InterSpeech 2021

(longer introduction)

Zhiming Wang (Ant, China), Furong Xu (Ant, China), Kaisheng Yao (Ant, China), Yuan Cheng (Ant, China), Tao Xiong (Ant, China), Huijia Zhu (Ant, China)
This paper presents a comprehensive description of the AntVoice system for the first two tracks of far-field speaker verification from single microphone array in FFSVC 2020 [1]. The system is based on neural speaker embeddings from deep neural network-based encoder networks. These encoder networks for acoustic modeling include 2D convolutional residual-like networks that are shown to be effective on the tasks.
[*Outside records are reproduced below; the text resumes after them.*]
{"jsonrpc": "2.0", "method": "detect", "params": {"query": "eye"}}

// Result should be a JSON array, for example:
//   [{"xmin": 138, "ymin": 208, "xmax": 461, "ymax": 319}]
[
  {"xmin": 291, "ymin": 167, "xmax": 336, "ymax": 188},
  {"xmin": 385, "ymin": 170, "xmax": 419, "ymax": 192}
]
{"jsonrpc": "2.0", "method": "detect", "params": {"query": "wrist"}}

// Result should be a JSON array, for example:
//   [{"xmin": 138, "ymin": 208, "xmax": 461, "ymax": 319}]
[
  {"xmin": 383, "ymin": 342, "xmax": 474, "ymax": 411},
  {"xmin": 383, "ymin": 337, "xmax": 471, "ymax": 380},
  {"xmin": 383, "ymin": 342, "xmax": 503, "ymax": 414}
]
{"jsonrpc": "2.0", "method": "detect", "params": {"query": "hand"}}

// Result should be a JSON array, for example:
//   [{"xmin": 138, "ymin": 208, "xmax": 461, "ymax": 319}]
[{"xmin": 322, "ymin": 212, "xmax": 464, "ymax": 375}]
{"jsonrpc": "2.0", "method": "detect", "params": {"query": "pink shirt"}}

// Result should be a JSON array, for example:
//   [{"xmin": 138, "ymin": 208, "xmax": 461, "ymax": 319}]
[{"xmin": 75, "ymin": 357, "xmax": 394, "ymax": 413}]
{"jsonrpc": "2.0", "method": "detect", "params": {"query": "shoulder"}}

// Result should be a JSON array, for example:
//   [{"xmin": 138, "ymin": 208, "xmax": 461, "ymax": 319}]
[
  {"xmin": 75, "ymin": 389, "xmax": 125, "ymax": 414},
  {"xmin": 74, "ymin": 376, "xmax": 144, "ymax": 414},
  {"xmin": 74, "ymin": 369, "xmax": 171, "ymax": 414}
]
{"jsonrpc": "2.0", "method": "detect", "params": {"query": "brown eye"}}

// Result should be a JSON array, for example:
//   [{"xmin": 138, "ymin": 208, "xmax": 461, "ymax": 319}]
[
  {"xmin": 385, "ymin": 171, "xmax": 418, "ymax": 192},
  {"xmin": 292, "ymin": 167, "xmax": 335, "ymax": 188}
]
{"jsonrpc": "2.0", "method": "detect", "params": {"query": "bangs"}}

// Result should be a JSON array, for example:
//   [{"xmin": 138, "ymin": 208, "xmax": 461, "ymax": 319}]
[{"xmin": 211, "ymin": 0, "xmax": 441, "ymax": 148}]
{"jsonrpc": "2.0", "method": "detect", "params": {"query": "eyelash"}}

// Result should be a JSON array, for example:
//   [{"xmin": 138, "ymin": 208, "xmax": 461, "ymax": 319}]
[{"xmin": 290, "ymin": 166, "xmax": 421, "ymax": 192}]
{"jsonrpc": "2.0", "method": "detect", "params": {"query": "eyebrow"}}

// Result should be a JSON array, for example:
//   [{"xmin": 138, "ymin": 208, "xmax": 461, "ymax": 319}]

Specifically, we apply the Squeeze-and-Excitation residual network (SE-ResNet) [2] to model cross-channel inter-dependency information. On short utterances, we observe that SE-ResNet outperforms alternative methods in the text-dependent verification task. The system adopts a joint loss function that combines the additive cosine margin softmax loss [3] with the equidistant triplet-based loss[4]. This loss function results in performance gains with more discriminative speaker embeddings from enhanced intra-class similarity and increased inter-class variances. We also apply speech enhancement and data augmentation to improve data quality and diversity. Even without using model ensembles, the proposed system significantly outperforms the baselines [1] in both tracks of the speaker verification challenge. With fusion of several encoder neural networks, this system is able to achieve further performance improvements consistently. In the end, the AntVoice system achieves the third place in the text-dependent verification task.